Logika domaga się, aby pozbawić udzielonych darów tego, kto nie potrafi ich rozwijać. Ale tak naprawdę Bóg nie ma komu oddać talentu odebranego gnuśnemu słudze, bo ludzie są niepowtarzalni, podobnie dary. Jeżeli więc ktoś zmarnuje dobro, które mógł uczynić, ono już nie zaistnieje. Dlatego Bóg staje do walki, gdyż domaga się tego Jego sprawiedliwość i poważne traktowanie człowieka. Ale tak naprawdę chce tę walkę przegrać. Jeśli zwycięży i odbierze człowiekowi talent, którego ten nie będzie się starał utrzymać, stanie się jednocześnie tym, który przegrał: dobro zostanie bezpowrotnie zmarnowane. Jeżeli zaś zwycięży człowiek, zwycięzcą będzie również Bóg: Jego „inwestycja” — choć z opóźnieniem — przyniesie owoc.

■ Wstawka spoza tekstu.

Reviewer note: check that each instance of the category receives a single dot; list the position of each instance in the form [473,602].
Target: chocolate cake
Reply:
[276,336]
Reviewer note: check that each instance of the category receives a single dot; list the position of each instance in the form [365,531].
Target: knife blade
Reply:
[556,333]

Jacques Loew (Modlitwa w szkole wielkich przyjaciół Boga) zauważa: Jakub nie mówi: „Bądź wola Twoja”. Walczy aż do rana w niewiarygodny sposób. Czyżby więc Jakub był silniejszy niż Bóg? To niemożliwe, wtedy Bóg nie byłby Bogiem. Skąd bierze się siła Jakuba, który może walczyć całą noc i nie daję się zwyciężyć? Jakub walczy — i to jest dla nas jakaś nauka — posługując się bronią samego Boga. Walczy posługując się jako bronią obietnicą Boga i Jego wiernością. To jest to, co mówił Hiob: „Choćby mnie zabił, Jeszcze będę Mu ufał”. Podejmie to potem Teresa od Dzieciątka Jezus. Dopóki się ufa, nie można zostać pokonanym (podkreśl. J.K.). Jakub zwyciężył przez swoją nadzieję. (…) Siłą Jakuba jest jego nadzieja, nie spryt, wysiłek, ani ludzkie sposoby. (…) Jakub nie ma innej broni, ale tej broni sam Bóg mu nie wytrąci. Księga Mądrości powie o Jakubie: „Mądrość (…) rozstrzygnęła na jego korzyść ciężkie zmaganie, by wiedział, że pobożność mocniejsza jest niż wszystko” (10, 12).